Stanford CME295 Transformers & LLMs | Autumn 2025 | Lecture 7 - Agentic LLMs

Lecture 7 of Stanford’s CME 295 course explores enhancing LLMs by integrating Retrieval-Augmented Generation and tool calling to access real-time information and external functionalities, addressing limitations of static training data. It further delves into agentic LLMs that autonomously plan and execute multi-step tasks through iterative tool use, emphasizing scalability, safety, and practical deployment considerations.

In Lecture 7 of Stanford’s CME 295 course on Transformers and Large Language Models (LLMs), the focus is on enabling LLMs to interact with external systems and access up-to-date information beyond their training data. The lecture begins with a recap of previous discussions on reasoning models and reinforcement learning techniques like GRPO, which improve LLMs’ reasoning capabilities by generating intermediate reasoning chains before producing final answers. However, a key limitation remains: LLMs are constrained by their training data cutoff and cannot inherently access real-time or evolving knowledge, which motivates the need for methods like Retrieval-Augmented Generation (RAG).
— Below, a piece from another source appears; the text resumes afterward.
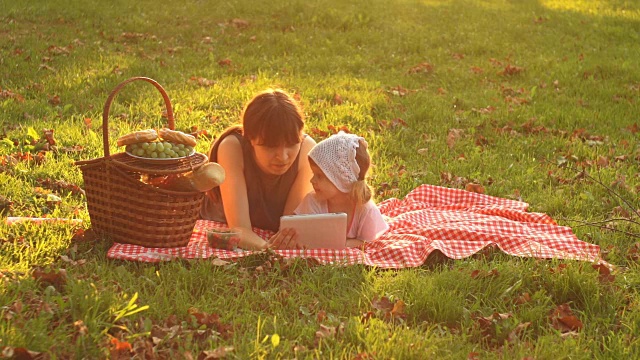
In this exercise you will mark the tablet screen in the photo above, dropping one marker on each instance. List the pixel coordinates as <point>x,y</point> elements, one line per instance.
<point>315,231</point>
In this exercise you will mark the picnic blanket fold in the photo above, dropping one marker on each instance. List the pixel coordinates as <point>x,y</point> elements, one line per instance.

RAG is introduced as a practical approach to augment LLM prompts with relevant external information retrieved from a knowledge base. Instead of overwhelming the model with all new data, RAG selectively retrieves and incorporates only pertinent document chunks into the prompt. The process involves building a knowledge base by chunking documents, embedding these chunks into vector representations, and then performing a two-stage retrieval: candidate retrieval using semantic similarity (often cosine similarity on embeddings) and optional reranking using cross-encoders that jointly consider the query and document. The lecture also covers evaluation metrics such as NDCG, reciprocal rank, precision, and recall to assess retrieval quality.

The discussion then transitions to tool calling, where LLMs can invoke structured external functions or APIs to perform tasks beyond text generation. Tool calling allows LLMs to dynamically access external resources, such as querying a location-based API to find nearby teddy bears, by generating function calls with appropriate arguments. Training LLMs to use tools typically involves supervised fine-tuning on examples mapping user queries to function calls and then mapping tool outputs back to natural language responses. Alternatively, prompt engineering and few-shot learning can be used to teach models tool usage without retraining, leveraging the models’ strong code understanding capabilities.
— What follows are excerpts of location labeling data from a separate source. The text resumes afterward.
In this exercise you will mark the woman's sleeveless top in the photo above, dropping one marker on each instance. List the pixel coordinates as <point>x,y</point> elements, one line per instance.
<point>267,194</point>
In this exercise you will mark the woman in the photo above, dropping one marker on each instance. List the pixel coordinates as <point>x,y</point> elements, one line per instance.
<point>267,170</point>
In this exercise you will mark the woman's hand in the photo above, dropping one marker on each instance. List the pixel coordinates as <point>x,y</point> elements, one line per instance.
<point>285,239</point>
To manage scalability and complexity when many tools are available, the lecture introduces tool selection or routing, where an LLM first selects a subset of relevant tools based on the user query before invoking them. This approach helps mitigate context window limitations and reduces confusion from irrelevant tools. The lecture also highlights efforts to standardize tool interfaces through protocols like the Model Context Protocol (MCP), which defines a common vocabulary and structure for exposing tools to LLMs, facilitating interoperability and reuse across different systems.
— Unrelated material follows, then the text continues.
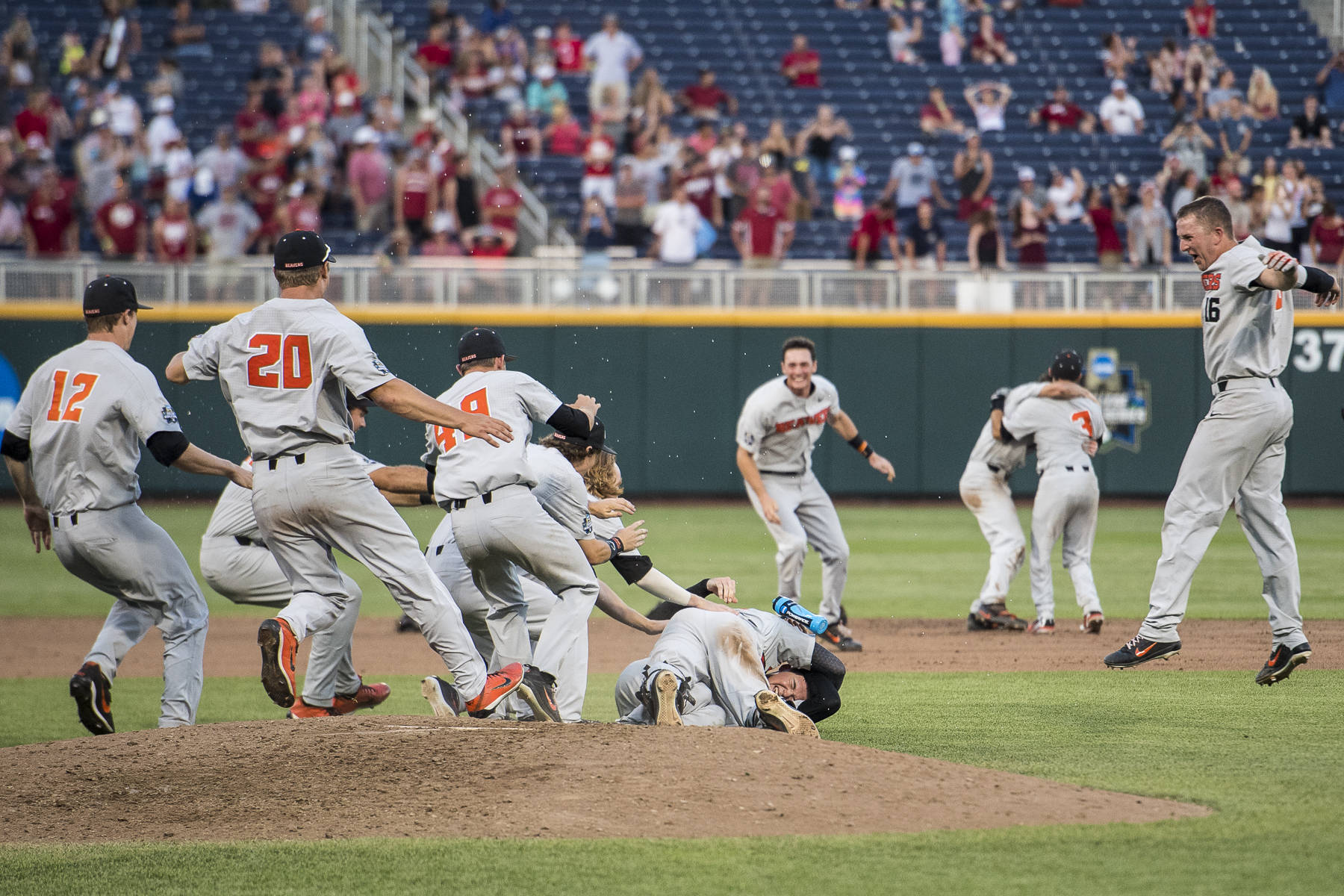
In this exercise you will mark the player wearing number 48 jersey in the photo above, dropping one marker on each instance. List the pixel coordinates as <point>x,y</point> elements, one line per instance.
<point>72,447</point>
<point>1236,454</point>
<point>285,368</point>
Finally, the lecture explores agentic LLMs, which autonomously pursue goals by iteratively reasoning, planning, and acting through multiple tool calls in a loop. Agents decompose complex tasks into substeps, observe outcomes, and adjust plans accordingly, enabling more sophisticated workflows such as adjusting room temperature based on sensor data. The lecture discusses multi-agent systems and communication protocols, safety concerns including data exfiltration risks, and strategies for mitigation through training and inference safeguards. The session concludes with practical advice to start small when building tool-enabled agents and highlights the growing importance of agents in applications like AI-assisted coding, emphasizing the need for human oversight in evaluating generated outputs.